I first became interested in Massachusetts Healthcare Statistics when I read a claim something along these lines:
“individual premiums decreased 40% in Massachusetts after Romnyecare.”
It was in a column by Ezra Klein of the Washington Post in December 2010 (about half way through the linked article). Or it was in a similar column by David Leonhardt of the New York Times (about 15th paragraph down), I can't remember which. I would have thought any reasonable non-Massachusetts-based journalist, pretending some knowledge of the healthcare insurance debate in the United States, would ask:
“If (individual) healthcare premiums went down at all (not to mention went down 40%) after Romneycare, how come people are not dancing in the streets in Massachusetts given what is happening to insurance rates where I live?”

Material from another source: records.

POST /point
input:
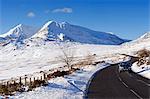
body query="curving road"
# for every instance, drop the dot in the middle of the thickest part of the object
(110, 84)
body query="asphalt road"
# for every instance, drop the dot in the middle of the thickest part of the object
(110, 84)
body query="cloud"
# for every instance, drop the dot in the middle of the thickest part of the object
(31, 14)
(62, 10)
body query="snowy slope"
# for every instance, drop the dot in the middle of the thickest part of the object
(64, 31)
(18, 33)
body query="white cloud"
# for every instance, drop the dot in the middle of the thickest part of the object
(31, 14)
(62, 10)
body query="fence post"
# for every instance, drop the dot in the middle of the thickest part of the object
(7, 84)
(30, 82)
(20, 81)
(34, 79)
(44, 76)
(25, 80)
(14, 82)
(41, 78)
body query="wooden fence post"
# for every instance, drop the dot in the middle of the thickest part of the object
(7, 83)
(34, 79)
(30, 82)
(41, 78)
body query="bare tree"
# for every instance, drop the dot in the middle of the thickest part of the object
(67, 54)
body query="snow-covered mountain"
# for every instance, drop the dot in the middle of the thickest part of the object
(144, 37)
(18, 33)
(64, 31)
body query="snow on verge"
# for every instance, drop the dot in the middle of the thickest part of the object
(143, 70)
(69, 87)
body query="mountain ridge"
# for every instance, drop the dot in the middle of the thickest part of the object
(62, 31)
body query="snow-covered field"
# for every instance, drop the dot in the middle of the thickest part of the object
(69, 87)
(30, 59)
(15, 62)
(143, 70)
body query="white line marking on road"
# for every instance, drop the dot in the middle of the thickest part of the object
(135, 94)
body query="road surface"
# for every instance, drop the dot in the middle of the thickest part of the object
(110, 84)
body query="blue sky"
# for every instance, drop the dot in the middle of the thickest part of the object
(126, 18)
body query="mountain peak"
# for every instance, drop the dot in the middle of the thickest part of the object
(19, 32)
(49, 23)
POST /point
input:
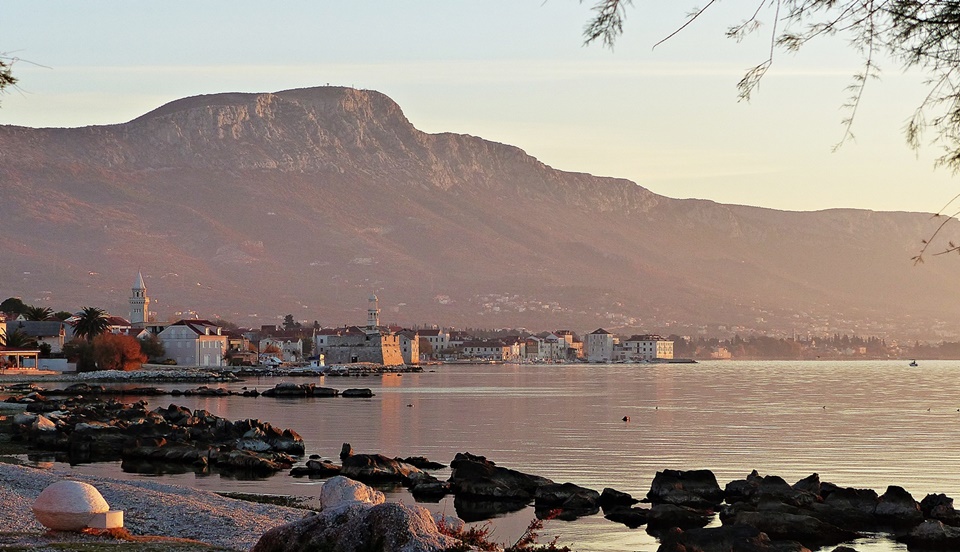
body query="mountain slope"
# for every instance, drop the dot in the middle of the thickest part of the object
(306, 201)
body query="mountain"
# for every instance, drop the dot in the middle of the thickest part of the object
(251, 206)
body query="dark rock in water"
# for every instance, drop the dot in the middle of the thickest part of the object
(247, 461)
(729, 538)
(288, 389)
(316, 468)
(82, 389)
(426, 488)
(940, 507)
(665, 516)
(373, 467)
(932, 535)
(742, 489)
(613, 497)
(632, 517)
(361, 393)
(470, 509)
(386, 527)
(848, 507)
(897, 508)
(422, 463)
(809, 484)
(694, 488)
(799, 527)
(566, 496)
(478, 477)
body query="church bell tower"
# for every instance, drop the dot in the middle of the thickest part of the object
(373, 313)
(139, 303)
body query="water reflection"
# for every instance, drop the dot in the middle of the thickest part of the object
(860, 424)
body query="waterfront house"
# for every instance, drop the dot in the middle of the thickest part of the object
(600, 345)
(50, 332)
(195, 343)
(646, 347)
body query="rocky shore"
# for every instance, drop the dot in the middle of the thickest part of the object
(149, 509)
(757, 513)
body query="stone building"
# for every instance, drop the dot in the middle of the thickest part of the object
(139, 303)
(372, 343)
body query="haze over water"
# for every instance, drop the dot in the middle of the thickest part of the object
(865, 424)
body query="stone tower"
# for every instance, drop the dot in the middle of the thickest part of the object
(139, 303)
(373, 313)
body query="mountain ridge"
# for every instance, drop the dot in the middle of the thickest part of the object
(307, 200)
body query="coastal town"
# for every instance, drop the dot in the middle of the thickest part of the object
(37, 337)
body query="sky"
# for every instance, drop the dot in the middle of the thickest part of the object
(511, 71)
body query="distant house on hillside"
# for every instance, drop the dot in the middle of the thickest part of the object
(195, 343)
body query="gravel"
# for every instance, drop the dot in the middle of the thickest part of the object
(149, 508)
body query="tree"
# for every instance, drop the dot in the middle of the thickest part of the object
(38, 314)
(91, 322)
(917, 34)
(6, 74)
(117, 352)
(13, 304)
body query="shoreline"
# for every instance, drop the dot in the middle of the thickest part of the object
(149, 509)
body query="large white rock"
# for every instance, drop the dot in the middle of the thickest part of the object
(340, 490)
(68, 505)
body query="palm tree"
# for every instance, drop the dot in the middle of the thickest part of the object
(90, 323)
(18, 340)
(38, 313)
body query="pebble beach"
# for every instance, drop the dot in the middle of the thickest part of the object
(149, 509)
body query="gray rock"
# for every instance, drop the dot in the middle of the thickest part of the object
(388, 527)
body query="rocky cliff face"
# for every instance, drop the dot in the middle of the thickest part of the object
(305, 201)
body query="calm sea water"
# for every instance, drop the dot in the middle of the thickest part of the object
(863, 424)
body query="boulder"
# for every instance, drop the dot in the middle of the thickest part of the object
(356, 527)
(68, 505)
(342, 490)
(694, 488)
(478, 477)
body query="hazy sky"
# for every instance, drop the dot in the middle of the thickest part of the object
(513, 71)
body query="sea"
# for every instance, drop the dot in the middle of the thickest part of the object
(864, 424)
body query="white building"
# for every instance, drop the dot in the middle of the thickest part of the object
(600, 345)
(439, 340)
(195, 343)
(646, 347)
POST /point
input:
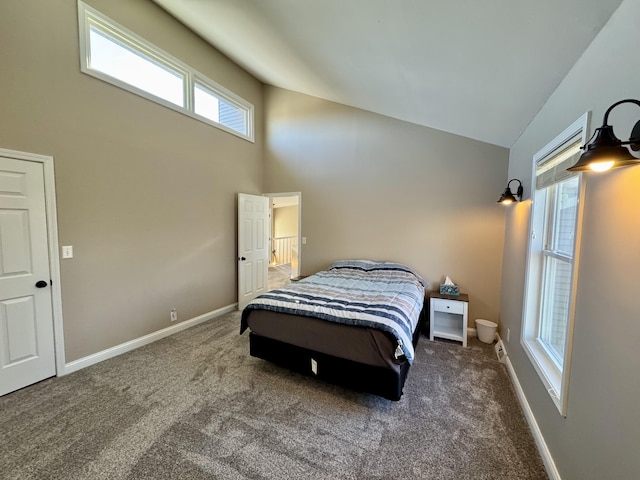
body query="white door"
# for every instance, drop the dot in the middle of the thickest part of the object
(253, 247)
(27, 353)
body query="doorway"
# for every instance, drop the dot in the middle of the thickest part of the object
(31, 342)
(285, 238)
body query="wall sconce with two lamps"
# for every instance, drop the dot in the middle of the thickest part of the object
(605, 152)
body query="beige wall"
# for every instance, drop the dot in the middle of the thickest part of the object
(374, 187)
(146, 195)
(599, 438)
(285, 221)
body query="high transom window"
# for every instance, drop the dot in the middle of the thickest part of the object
(116, 55)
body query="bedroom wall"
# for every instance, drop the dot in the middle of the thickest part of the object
(146, 195)
(599, 438)
(378, 188)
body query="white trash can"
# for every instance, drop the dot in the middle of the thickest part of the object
(486, 330)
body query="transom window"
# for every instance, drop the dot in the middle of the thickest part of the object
(552, 261)
(118, 56)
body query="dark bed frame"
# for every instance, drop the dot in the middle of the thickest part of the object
(380, 381)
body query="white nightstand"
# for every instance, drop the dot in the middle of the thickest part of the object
(448, 317)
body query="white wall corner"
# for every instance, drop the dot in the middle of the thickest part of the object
(142, 341)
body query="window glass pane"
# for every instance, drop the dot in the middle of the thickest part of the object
(209, 105)
(555, 306)
(565, 216)
(206, 104)
(116, 59)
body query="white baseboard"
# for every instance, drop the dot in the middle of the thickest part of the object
(141, 341)
(547, 459)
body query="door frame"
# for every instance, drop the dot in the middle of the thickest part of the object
(291, 194)
(52, 243)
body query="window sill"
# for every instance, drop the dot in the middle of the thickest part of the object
(547, 370)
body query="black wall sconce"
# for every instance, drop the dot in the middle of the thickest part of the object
(508, 197)
(607, 150)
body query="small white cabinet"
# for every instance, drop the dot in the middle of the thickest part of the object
(448, 316)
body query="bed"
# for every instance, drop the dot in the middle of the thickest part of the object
(355, 324)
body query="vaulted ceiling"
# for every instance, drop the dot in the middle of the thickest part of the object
(477, 68)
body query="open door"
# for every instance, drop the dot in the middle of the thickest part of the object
(253, 247)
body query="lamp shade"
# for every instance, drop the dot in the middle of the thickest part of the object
(507, 197)
(605, 152)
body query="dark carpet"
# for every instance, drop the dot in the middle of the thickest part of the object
(197, 406)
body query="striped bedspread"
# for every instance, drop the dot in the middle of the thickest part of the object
(383, 295)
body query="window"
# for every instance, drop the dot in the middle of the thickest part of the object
(112, 53)
(552, 261)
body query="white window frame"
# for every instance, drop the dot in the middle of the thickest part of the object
(554, 376)
(88, 16)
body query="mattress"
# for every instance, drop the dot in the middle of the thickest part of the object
(359, 344)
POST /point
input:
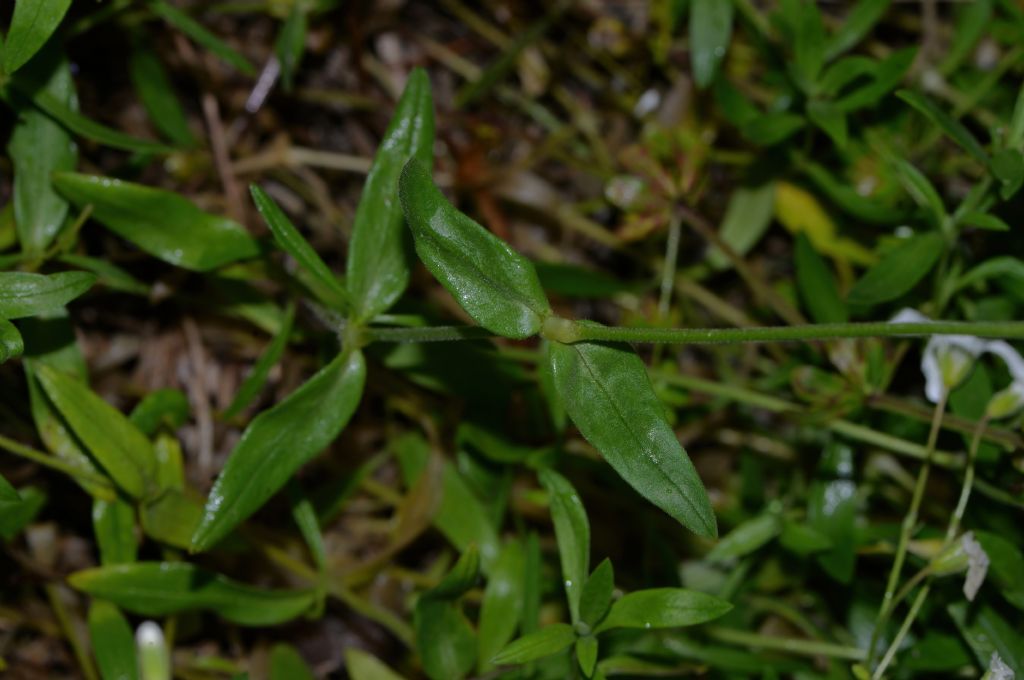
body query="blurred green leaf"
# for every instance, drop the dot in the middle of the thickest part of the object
(161, 589)
(160, 222)
(608, 395)
(494, 284)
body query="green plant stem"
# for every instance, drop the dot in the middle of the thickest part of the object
(792, 645)
(909, 521)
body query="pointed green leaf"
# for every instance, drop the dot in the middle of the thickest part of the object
(379, 253)
(279, 441)
(572, 534)
(25, 294)
(162, 589)
(711, 29)
(608, 395)
(31, 26)
(38, 147)
(114, 525)
(898, 270)
(113, 641)
(549, 640)
(664, 607)
(160, 222)
(494, 284)
(289, 239)
(119, 447)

It turns out that the source of the Klein/Leonhardt claim is a memo from Jonathan Gruber -- an MIT professor and self-proclaimed architect of Romneycare -- that was released in November 2009. Gruber’s 2009 memo seems to be the unquestioned source for the journalists. The journalists, plus the author of numerous factcheck.org-like Democratic Party white papers, did not independently deal with or analyze the source of Gruber's claim.
That's what you get for your $1.00/day newspaper today. Unfortunately Gruber's source is the flawed 2007 and 2009 research from the American Health Insurance Plans (AHIP) trade association that I blogged about in Feb. 2011. What a tangled web we... It certainly appears that Klein depended on Gruber, Leonhardt depended on Klein. But what Gruber wrote in the 2009 memo – and hundreds of other places -- is strange because he must have been aware of
- the seminal Gorman report on this subject commissioned by the State of Massachusetts in 2006 – because of his board membership on the Massachusetts Healthcare Connector Authority – and
- the implications of the 2009 AHIP report’s warning about interpreting its data in context with the “Massachusetts merged market.” Both tell the story behind the story.
I think the “40% decrease” claim is the trifecta of Romneycare deceit: it’s irrelevant, misleading, and not true as well as being irrelevant and misleading. But I’ve beat that horse to death. Even WaPo, has stopped using the 40% claim, publishing more misleading data the week of April 9, 2012. Now WaPo simply shows premiums for people buying insurance individually in Massachusetts flat before and after RomneyCare kicked in. Of course that does not take into account Massachusetts insurance premium rating system but none of these propagandists/journalists are ever going to let the facts get in their way.